Food (no stars)
Ambience ✪✪
Service ✪
Goats on the Roof
Fontburn
Ewesley
Northumberland
NE61 4PH
10am-4:30pm
Thurs - Sun, plus
bank and school holidays
[Please note: Since this review was published, Goats on the Roof has changed ownership and reopens this Easter 2014 (weekends only). Please feel free to publish your comments here if you visit]
The concept is great. It has a roof with a hoof: a herd (well, two or three) tiny bagot goats graze on top of the building.
You can watch them climb up a little ladder on the side. If you’ve got children, it should be a perfect stop-off for lunch on the tourist road from Hexham and Ponteland to Rothbury. It’s set on a farm with lots of other rare breeds to look at too, with a playground and a nice view of the Fontburn reservoir.

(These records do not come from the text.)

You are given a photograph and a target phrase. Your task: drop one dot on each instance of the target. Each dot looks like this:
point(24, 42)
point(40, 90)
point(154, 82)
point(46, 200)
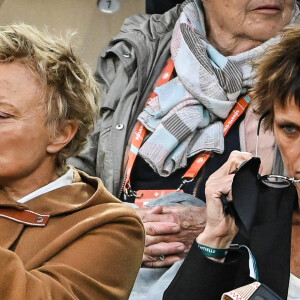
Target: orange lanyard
point(140, 131)
point(201, 159)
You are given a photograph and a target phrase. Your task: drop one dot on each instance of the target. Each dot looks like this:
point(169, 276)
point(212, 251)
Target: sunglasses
point(274, 181)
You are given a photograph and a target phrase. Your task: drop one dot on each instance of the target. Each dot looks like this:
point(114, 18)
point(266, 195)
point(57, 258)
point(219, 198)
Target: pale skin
point(233, 26)
point(220, 228)
point(28, 150)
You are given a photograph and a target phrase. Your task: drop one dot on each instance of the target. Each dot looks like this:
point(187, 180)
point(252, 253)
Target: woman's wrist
point(213, 241)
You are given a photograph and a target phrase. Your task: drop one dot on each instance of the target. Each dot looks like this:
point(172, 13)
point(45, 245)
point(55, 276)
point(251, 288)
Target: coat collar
point(84, 192)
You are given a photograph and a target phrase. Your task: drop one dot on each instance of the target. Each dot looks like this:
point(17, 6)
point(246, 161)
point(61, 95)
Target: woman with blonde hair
point(214, 266)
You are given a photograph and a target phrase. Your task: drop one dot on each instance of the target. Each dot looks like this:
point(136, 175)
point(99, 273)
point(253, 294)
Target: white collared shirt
point(61, 181)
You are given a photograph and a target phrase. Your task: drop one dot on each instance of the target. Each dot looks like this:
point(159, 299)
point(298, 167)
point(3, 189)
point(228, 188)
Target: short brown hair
point(70, 90)
point(278, 76)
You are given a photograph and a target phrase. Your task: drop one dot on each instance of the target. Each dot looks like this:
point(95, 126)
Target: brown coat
point(90, 248)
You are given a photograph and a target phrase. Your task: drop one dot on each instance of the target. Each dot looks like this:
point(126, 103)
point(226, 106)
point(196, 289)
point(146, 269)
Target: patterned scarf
point(186, 116)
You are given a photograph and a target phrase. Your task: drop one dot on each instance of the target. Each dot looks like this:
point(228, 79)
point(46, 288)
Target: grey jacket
point(127, 70)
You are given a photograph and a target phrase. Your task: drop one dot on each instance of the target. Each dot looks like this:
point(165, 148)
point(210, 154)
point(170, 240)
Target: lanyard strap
point(140, 133)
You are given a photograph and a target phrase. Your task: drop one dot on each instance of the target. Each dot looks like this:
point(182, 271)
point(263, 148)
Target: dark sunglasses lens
point(275, 181)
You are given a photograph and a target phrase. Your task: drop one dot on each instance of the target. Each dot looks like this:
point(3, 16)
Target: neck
point(17, 188)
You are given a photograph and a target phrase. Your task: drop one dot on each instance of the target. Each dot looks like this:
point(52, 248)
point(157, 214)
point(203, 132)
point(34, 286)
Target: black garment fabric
point(160, 6)
point(268, 236)
point(144, 178)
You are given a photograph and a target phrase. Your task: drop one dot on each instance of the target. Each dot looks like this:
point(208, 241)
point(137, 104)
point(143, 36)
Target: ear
point(62, 138)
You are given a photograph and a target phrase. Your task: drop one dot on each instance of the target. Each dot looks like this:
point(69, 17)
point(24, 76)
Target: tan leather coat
point(90, 248)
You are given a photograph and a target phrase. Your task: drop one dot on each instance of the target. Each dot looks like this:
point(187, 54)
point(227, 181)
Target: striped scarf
point(186, 116)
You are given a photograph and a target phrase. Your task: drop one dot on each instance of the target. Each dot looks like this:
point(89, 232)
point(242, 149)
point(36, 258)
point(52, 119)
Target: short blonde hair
point(71, 92)
point(278, 76)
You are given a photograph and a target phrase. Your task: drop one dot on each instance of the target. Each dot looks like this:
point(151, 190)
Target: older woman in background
point(63, 235)
point(197, 59)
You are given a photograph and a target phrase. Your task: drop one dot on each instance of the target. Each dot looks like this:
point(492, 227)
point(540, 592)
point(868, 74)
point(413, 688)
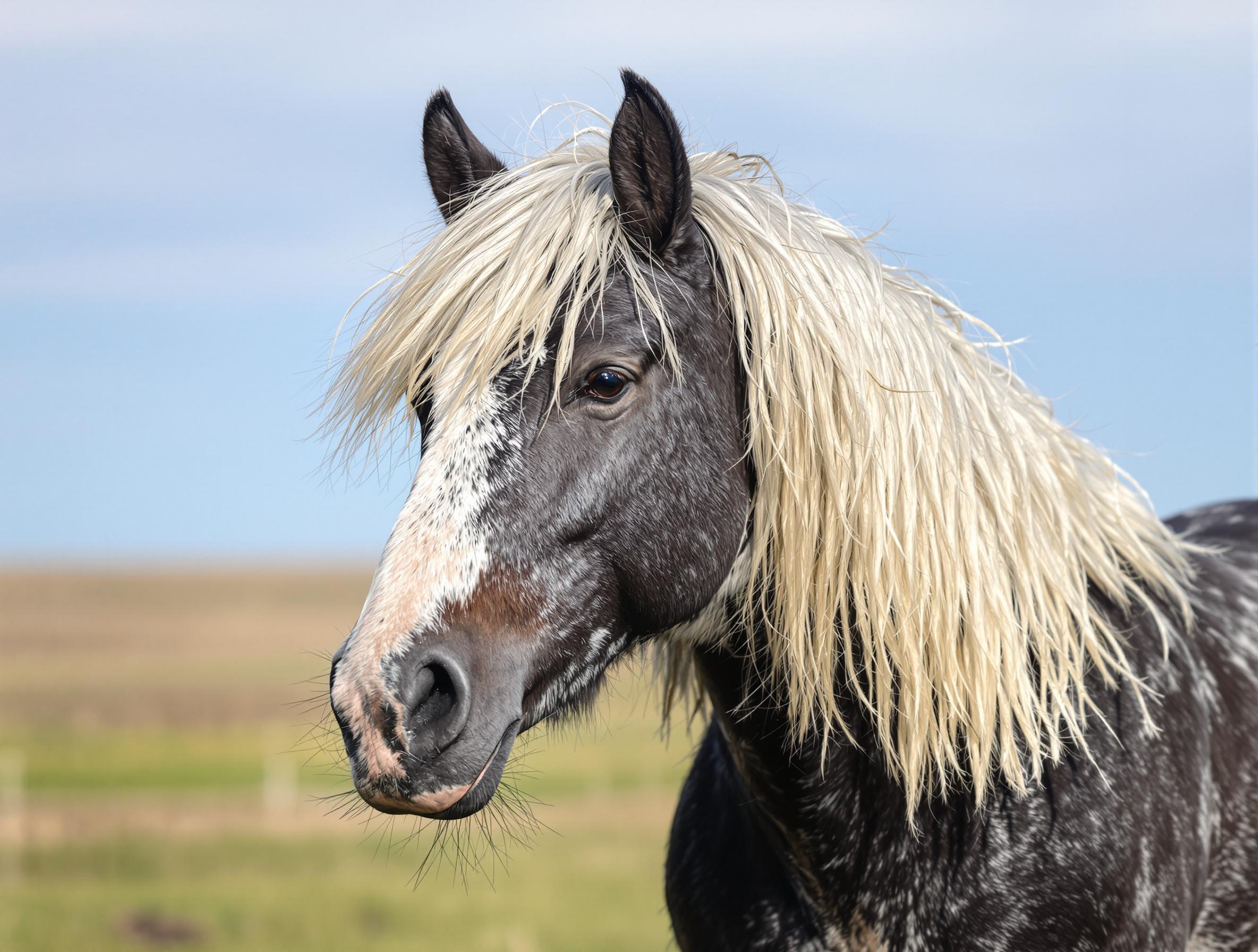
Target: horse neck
point(823, 802)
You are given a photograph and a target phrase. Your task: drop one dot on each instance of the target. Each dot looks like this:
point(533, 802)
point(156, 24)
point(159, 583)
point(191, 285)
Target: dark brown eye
point(606, 384)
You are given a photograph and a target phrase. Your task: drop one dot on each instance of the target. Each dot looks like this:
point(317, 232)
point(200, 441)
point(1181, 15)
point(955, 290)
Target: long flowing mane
point(925, 535)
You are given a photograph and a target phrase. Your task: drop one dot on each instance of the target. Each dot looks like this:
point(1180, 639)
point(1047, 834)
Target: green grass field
point(164, 783)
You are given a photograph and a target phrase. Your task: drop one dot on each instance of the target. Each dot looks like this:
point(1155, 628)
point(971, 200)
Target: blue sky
point(193, 196)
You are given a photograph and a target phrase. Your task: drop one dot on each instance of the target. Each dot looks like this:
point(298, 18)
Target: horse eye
point(604, 384)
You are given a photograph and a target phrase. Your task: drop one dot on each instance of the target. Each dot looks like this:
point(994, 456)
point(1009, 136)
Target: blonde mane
point(924, 533)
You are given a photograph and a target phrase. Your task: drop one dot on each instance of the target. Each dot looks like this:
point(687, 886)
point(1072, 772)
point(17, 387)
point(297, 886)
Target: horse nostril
point(432, 694)
point(437, 703)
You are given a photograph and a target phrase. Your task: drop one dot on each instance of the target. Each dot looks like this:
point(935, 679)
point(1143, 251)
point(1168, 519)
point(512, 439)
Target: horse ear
point(456, 160)
point(651, 175)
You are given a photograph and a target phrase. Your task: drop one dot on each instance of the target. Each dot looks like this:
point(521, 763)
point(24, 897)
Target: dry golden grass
point(172, 793)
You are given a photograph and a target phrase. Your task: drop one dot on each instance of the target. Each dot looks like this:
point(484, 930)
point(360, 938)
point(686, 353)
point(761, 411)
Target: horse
point(964, 690)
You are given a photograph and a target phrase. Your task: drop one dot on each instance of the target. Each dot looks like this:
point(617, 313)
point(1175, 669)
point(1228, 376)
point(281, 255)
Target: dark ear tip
point(636, 86)
point(439, 102)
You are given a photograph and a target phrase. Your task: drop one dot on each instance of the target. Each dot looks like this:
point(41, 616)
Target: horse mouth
point(456, 802)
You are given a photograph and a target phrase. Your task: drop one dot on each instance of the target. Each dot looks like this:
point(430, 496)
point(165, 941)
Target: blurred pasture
point(168, 780)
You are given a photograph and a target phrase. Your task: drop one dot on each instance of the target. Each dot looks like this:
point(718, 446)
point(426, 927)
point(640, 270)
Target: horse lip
point(452, 796)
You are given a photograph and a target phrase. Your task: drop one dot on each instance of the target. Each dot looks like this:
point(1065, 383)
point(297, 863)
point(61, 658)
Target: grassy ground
point(160, 786)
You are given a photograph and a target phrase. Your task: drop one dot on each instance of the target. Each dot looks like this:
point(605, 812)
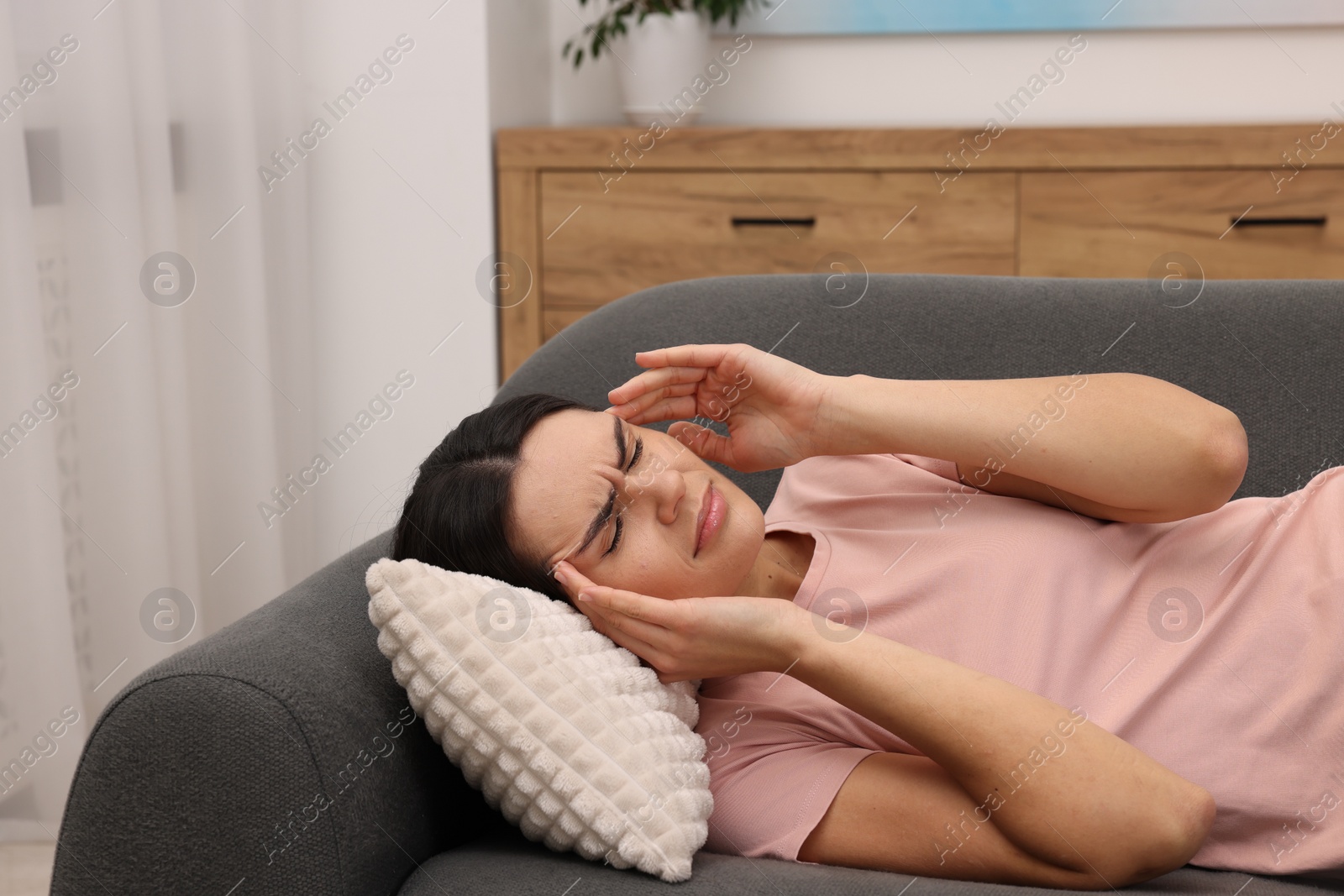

Mrs Diner and I came mid-week. The website had promised “soups, sandwiches, salads, and hearty Northumbrian food”, as well as a “wide selection of home made cakes, scones and other scrumptious delights."
The only “hearty Northumbrian food” available at 1pm was a “summer salad” of feta and green beans, at £6, and some mushroom quiche. Real Northumbrians don't eat quiche.
Nevertheless, in the absence of anything more hearty, I ordered quiche and salad while Mrs Diner had homemade soup and a tuna sandwich.
The soup was tomato and vegetable (they said it was lentil, but contained none that we could find).
It was clearly homemade, and extraordinarily bad. It was so bad, as to be almost inedible. It had been made with water, not stock, and canned tomatoes. This soup was red with embarrassment at being called a soup at all. It was red water with vegetables. We had found possibly the world’s very worst soup.
Mrs D’s sandwich was a sadwich. It had canned tuna and nothing else, stuck into a mass-produced bap. My quiche had a soggy base. The salad consisted of some tomatoes and french beans – and thinly sliced cucumber with the skin left on. I donated my cucumber to Mrs D’s sadwich to make it a little less sad.
The tomatoes had been refrigerated, and so were completely tasteless. The beans were either overcooked or canned – they were limp and had lost their green.
It was all quite appalling.
The young man who served us said the goats liked the baby tomatoes. We tried feeding them after the meal – they liked them even less than we did.
We couldn’t face the “homemade cakes and other scrumptious delights”. The cherry cake had sunk as low as our spirits. Even the chocolate cakes didn’t look appetising. There was a sign on the fridge urging us to try ginger beer or Victorian lemonade (presumably Fentiman’s). They’d run out of both.
A sign asked: “Would you like to bring your family for Sunday Lunch at Goats on the Roof? Please call us 48 hours in advance and we will source the joint of your choice from meat produced on local farms. Sunday Lunch made especially for you - what more could you ask for?"
Well, quite a lot more, actually. Like a chef, for a start.